Gizmodo: Stay Connected with Technology, not Ruled by it

Introduction

I’ve been following Gizmodo for some time now. As with Mashable, when I first began writing for TechWhirl back in August of 2011, my editors suggested a number of blogs for me to follow. Gizmodo was one of them.

Layout and Content

I like Gizmodo because of the subjects they present. I find topics that interest me and which keep me connected to business and technology in a conversational fashion. These topics make for excellent lunch room or water cooler conversation at the office, especially when talk of politics can get you into hot water quickly these days. Let’s walk through what’s here.

The home page has a lot going on. There’s a lot for the eye to see, but it includes adequate white space to make navigating easy. Across the top is a menu with links to affiliate sites, including The A.V Club, Deadspin (sports news), and Lifehacker.

Below the Gizmodo header is a rotating horizontal menu of sections.
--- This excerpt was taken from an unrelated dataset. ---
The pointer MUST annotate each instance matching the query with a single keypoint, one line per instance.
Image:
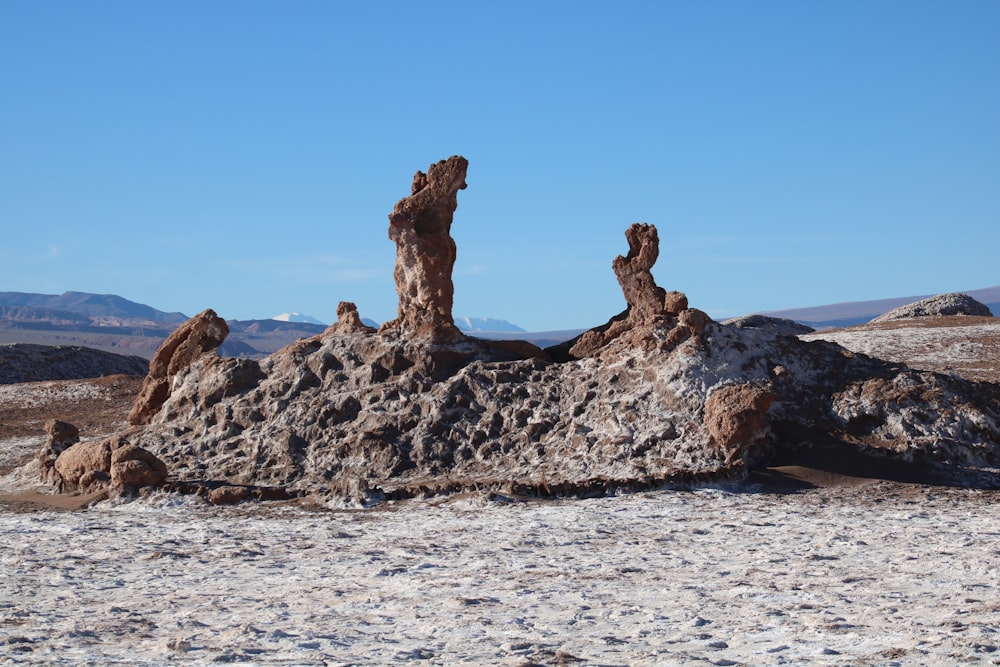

When I visited, these sections included Video (all sorts of different videos), Review (reviews of technology relating to Home Entertainment, Smart Home, Smartphones, Laptops,Wearables, and so forth.), Science, and IO9 (entertainment-related articles).

Below this is another horizontal menu of sorts, but this menu emphasizes images with section tags and brief text descriptions. When I visited, I saw links to articles that had tags interesting to me, such as Natural Disasters and  Privacy and Security. I have noticed these tags rotate, perhaps on a weekly basis, and others take their place.

The bottom of the home page offers a subscription function as well as links to Gizmodo’s presence on social media.

The top portion of the home page is clearly front-loaded. You could spend time just exploring the uppermost menus and section. After you scroll through these menus and links, you arrive at the main portion of the website. The left third of the page contains ads and “You May Also Like” article teasers.

The right two-thirds of the page is devoted to articles on products you might be interested in, sponsored articles on products that are clearly marked as sponsored, as well as genuine articles of interest. When I visited, there were articles on current events with appropriate tags. Clicking the article link takes you to the page for that article. Clicking, for example, a weather link takes you to more articles on weather.

Gizmodo offers all sorts of tags to suit whatever mood you happen to be in. Clicking tags such as Google, News, and Privacy and Security will help to keep you up to date with technology and connected to what’s happening, but not overwhelmed. I recommend you explore the many tags on your own to find the ones that suit your interests.

Conclusion

Gizmodo is a must-see site packed with lots of goodies. A low-key way to stay up to date with what’s going on in business and technology.